In reviewing these options, it is clear that American culture creates strong incentives to choose options 1 or 2.  Why?  Because the family is no longer understood as a public good.  What one does outside of the corporate office–whether it be raising three children or traveling the world or patronizing night clubs or fixing up old cars–is irrelevant to contemporary American culture.  For who is anyone to tell anyone else what to do or value?  Having a large family is from this standpoint “irresponsible” for families without significant means–just as it would be irresponsible to buy expensive art on a gas station attendant’s wages.

While Catholic social and sexual ethics is one alternative, one could argue that a European style social democracy would also allow for family flourishing, without the drawback of limiting women’s career prospects.  In a sense, I agree: a social democracy would be much better than what we’ve got now, and insofar as it encourages couples to have children and take care in raising them, it is commendable.  Still, from a Chestertonian standpoint, what one gains in stability from this arrangement, one loses in independence, for it requires the government’s involvement in the intimate details of one’s family life.  Moreover, it is not clear to me why it considered more progressive to have badly paid women (i.e. 99% of child care workers) raise one’s children than for a woman to stay home with her own children.  (Note: I am not suggesting that the solution is for women to stay home per se, just pointing out an inconsistency).  One could also make the mistake, as do some conservatives, of ignoring economics and instead focusing exclusively on abortion and gay marriage, as though those issues can mean something in isolation from the overall tapestry of Catholic social thought.  Perhaps the biggest mistake of all is the one made by seemingly all parties in these types of discussions: which is to begin not with personal repentance and conversion, but blueprints for societal change.

So I have reached a point at which, even though the logic underpinning Humanae vitae remains fuzzy, I can’t see a way around it.  Somehow, the moment sex and procreation are decoupled, cultures begin to devalue either the stability or the independence of the family (or both).  Capitalist economies directly undermine family flourishing, while social democracies place misguided faith in an unlimited supply of enlightened bureaucrats (to paraphrase Chesterton, though I can’t find the quote).  The Church counters these ideologies by insisting that children are an essential feature of marriage and that economics must be subservient to the goods of the family.  Chesterton captured this point best at the end of What’s Wrong With The World when he explained why “with the red hair of one she-urchin in the gutter” he would “set fire to all modern civilization.”

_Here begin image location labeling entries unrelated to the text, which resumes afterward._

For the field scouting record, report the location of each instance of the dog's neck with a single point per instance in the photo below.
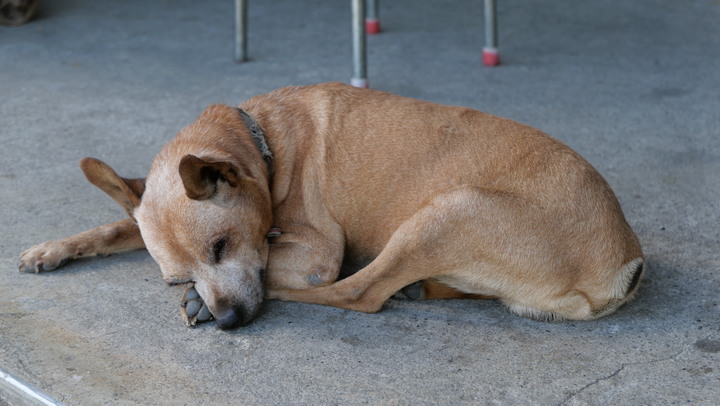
(258, 136)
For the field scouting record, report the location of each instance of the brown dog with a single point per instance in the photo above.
(467, 202)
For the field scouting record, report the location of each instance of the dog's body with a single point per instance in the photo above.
(468, 202)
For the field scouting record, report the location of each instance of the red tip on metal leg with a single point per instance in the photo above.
(360, 82)
(372, 26)
(491, 57)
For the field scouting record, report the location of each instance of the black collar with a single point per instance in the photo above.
(258, 137)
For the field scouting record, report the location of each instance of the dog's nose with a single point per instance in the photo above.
(229, 318)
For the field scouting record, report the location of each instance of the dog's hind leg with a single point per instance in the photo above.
(108, 239)
(431, 289)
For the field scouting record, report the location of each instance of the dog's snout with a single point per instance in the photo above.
(229, 318)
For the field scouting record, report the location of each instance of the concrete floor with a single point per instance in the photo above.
(633, 86)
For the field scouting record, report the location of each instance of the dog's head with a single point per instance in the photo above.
(204, 212)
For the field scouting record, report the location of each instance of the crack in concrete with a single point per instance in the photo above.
(614, 374)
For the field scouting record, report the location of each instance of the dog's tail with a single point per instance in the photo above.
(625, 286)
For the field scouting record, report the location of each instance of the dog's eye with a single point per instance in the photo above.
(219, 249)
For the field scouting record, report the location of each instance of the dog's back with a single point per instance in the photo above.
(529, 220)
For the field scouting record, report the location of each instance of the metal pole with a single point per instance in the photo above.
(359, 78)
(372, 20)
(491, 56)
(240, 30)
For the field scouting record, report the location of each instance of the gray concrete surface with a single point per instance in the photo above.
(633, 86)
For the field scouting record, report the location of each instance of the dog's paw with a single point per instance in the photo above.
(193, 308)
(46, 257)
(414, 291)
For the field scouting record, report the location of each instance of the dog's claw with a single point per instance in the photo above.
(193, 308)
(43, 258)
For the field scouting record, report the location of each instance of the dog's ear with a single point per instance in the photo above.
(126, 192)
(200, 177)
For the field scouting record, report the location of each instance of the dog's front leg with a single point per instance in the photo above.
(104, 240)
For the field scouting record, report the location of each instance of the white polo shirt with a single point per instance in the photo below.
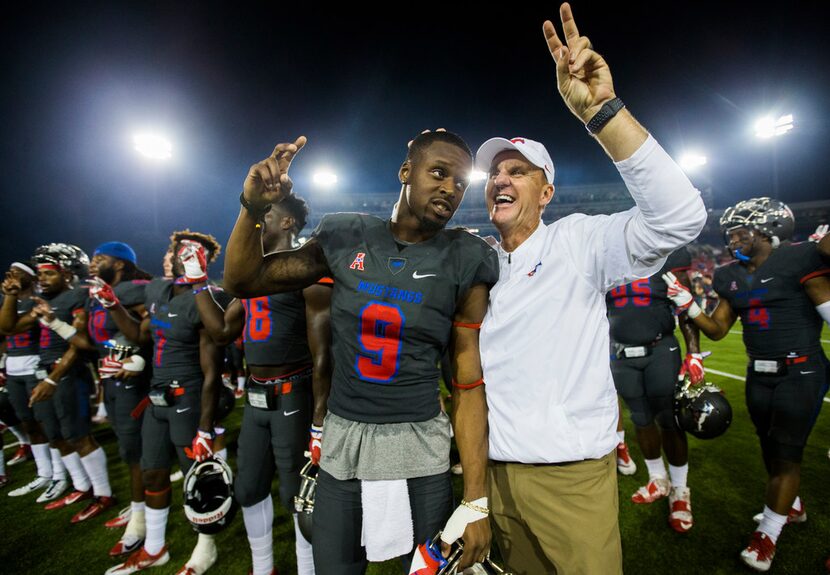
(544, 340)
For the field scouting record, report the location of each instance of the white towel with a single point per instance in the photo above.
(387, 519)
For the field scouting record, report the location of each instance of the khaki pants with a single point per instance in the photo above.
(557, 519)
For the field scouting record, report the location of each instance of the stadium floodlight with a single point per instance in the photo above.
(692, 161)
(324, 178)
(153, 146)
(769, 126)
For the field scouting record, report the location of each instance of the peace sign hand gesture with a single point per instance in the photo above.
(582, 75)
(267, 181)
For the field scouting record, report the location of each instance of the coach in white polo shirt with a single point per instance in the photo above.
(544, 341)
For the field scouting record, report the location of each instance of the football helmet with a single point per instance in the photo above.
(208, 496)
(304, 501)
(431, 561)
(701, 410)
(768, 216)
(67, 256)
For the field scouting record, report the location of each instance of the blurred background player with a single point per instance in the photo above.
(66, 375)
(21, 363)
(645, 362)
(284, 357)
(121, 370)
(184, 390)
(775, 288)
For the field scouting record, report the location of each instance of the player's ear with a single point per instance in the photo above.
(403, 173)
(547, 195)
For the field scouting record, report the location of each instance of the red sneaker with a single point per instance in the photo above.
(140, 560)
(680, 509)
(94, 509)
(655, 489)
(69, 499)
(759, 553)
(625, 465)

A few questions for you: what guidance does the Church have for those who seek to embrace the third option described above?  If the culture pressures a person to think first in terms of fiscal “responsibility” and only afterward in terms of the goods of the family, how does the Church think about family formation?

I would talk to a priest, spiritual director, or somebody like Greg Popcak for that. But I definitely think you are on the right track.  It can be done and is being done.